# No maintence



## Plumberman (Jul 7, 2008)

Been on this bad boy since 9:00am.


----------



## U666A (Dec 11, 2010)

Mmm... That looks delicious!


----------



## ckoch407 (Sep 30, 2009)

Replacing it or cleaning it?


----------



## Plumber Jim (Jun 19, 2008)

a fvir rheem huh?

Looks like they like to over draw it alot.


----------



## Plumberman (Jul 7, 2008)

ckoch407 said:


> Replacing it or cleaning it?


Cleaning. Original call was for brown colored hot water. 

I flushed tank and changed out anode riser, it was shot. 

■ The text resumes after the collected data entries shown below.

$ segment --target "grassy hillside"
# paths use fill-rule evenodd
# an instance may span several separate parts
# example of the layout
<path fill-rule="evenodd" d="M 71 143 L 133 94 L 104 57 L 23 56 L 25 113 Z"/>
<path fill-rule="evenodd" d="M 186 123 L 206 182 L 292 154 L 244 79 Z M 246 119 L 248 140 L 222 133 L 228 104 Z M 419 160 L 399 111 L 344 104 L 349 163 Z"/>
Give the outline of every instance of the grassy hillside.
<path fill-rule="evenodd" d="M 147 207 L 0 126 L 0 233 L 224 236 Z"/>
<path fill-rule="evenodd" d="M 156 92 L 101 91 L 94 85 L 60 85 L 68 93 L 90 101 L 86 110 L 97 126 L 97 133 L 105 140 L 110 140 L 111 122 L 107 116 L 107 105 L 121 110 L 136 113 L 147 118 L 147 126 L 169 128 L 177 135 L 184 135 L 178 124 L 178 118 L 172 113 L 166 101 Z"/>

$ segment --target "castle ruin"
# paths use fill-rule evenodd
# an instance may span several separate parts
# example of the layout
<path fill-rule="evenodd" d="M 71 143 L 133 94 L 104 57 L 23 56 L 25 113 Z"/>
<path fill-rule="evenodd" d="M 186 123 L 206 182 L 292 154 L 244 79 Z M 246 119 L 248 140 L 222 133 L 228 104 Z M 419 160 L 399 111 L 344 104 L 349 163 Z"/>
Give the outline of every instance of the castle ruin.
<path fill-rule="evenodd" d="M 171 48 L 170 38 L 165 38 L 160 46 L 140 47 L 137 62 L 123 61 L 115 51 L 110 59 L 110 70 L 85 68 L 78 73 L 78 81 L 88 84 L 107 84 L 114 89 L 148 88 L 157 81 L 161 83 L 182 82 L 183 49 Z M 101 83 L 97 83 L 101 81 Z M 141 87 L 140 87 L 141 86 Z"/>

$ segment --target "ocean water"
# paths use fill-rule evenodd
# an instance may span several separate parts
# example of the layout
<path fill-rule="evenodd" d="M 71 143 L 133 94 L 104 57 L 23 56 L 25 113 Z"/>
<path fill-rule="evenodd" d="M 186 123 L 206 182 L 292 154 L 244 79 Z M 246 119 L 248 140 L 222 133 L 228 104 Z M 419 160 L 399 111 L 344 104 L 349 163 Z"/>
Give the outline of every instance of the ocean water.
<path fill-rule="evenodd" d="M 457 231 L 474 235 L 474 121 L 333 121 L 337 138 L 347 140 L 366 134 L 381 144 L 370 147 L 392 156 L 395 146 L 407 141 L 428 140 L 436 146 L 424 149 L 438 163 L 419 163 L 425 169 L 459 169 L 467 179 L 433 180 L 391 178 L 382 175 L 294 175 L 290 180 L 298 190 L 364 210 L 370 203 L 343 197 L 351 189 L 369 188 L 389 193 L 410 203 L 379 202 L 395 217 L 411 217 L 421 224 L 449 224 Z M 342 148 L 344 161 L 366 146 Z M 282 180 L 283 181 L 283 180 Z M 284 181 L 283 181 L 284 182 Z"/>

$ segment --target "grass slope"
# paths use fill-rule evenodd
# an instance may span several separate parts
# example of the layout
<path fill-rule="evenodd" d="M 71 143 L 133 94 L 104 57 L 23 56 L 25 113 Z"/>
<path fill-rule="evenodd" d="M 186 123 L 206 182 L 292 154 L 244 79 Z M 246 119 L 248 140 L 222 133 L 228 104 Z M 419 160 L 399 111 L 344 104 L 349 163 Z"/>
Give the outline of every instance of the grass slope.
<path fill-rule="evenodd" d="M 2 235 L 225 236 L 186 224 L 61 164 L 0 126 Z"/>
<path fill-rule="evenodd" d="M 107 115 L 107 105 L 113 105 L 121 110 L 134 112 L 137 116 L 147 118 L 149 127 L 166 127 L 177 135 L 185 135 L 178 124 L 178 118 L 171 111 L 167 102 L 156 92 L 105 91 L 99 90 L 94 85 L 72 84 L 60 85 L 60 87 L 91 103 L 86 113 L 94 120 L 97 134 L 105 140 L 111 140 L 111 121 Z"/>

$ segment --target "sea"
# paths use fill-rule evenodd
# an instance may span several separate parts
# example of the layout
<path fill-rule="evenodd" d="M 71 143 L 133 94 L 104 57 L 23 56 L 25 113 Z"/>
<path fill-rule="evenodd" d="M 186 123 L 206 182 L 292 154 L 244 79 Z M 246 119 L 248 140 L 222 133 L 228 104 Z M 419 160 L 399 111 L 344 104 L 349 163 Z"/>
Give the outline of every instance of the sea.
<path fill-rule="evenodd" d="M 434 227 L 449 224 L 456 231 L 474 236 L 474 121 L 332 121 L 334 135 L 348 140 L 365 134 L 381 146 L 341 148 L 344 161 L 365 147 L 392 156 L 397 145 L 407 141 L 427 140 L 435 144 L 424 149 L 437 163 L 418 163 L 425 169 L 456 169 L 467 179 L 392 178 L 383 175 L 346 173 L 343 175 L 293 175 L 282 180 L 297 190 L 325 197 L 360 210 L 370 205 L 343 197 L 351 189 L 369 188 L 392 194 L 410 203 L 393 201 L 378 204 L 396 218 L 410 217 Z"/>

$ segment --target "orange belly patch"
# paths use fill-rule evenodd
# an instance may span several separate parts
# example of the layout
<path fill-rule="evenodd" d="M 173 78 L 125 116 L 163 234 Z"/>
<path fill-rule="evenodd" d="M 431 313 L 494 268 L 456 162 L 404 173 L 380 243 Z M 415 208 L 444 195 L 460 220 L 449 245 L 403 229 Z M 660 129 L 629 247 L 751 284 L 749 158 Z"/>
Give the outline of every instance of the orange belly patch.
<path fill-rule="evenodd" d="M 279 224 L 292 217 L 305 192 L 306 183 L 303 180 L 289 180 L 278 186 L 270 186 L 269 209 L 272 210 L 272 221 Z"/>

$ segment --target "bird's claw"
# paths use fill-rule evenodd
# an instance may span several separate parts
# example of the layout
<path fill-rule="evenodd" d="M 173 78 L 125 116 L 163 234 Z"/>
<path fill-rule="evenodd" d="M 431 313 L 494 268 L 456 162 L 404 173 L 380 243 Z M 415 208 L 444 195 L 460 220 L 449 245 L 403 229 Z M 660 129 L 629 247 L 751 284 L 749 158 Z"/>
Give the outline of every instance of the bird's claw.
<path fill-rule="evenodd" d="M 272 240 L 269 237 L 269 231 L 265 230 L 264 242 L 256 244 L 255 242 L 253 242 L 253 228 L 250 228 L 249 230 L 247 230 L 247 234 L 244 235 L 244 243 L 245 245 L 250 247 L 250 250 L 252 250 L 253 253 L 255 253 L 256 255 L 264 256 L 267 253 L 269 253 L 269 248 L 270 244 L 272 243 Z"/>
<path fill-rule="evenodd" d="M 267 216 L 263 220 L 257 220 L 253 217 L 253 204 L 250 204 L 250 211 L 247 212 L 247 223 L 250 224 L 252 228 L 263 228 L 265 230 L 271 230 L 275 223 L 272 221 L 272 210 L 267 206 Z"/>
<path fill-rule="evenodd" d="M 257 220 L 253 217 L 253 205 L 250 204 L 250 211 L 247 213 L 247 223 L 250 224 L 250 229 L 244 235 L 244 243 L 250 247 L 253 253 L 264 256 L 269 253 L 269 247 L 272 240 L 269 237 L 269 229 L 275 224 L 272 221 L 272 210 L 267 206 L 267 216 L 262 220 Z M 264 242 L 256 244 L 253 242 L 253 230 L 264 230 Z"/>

Had to cross cold and hot at heater to flush out hot water main to the entire building. Once I got it all buckled up, I went to light the heater I saw all that garbage in the chamber through the peep. So I just did a complete cleaning of heater.


----------



## Plumberman (Jul 7, 2008)

Plumber Jim said:


> a fvir rheem huh?
> 
> Looks like they like to over draw it alot.


I was curious about that, I should have taken a picture of the flue set up they have. Their is a steam boiler right next to the water heater. The water heaters flue taps off of the boilers, I was thinking that's what caused all the trash in the chamber. No?


----------



## RealLivePlumber (Jun 22, 2008)

Most chimneys serving multiple appliances are oversized for a part of the year, I.e. summer. 

The boiler isn't running, only the WH. Condensation forms, and wallah.


----------



## Plumberman (Jul 7, 2008)

Makes sense. The heater is only 2 years old. Don't think the burner plate would have made it till next year it was almost completely stopped up.


----------



## OldSchool (Jan 30, 2010)

I think that rusting out is more from the type of combustion air in the room.... is it really humid in the room or does the basement leak...


----------



## Plumberman (Jul 7, 2008)

OldSchool said:


> I think that rusting out is more from the type of combustion air in the room.... is it really humid in the room or does the basement leak...


It probably gets pretty humid in the mechanical room. The doors are the louvres for combustion air, the whole door. So I would say however humid the ambient air is outside it would be same in the room.


----------



## OldSchool (Jan 30, 2010)

Plumberman said:


> It probably gets pretty humid in the mechanical room. The doors are the louvres for combustion air, the whole door. So I would say however humid the ambient air is outside it would be same in the room.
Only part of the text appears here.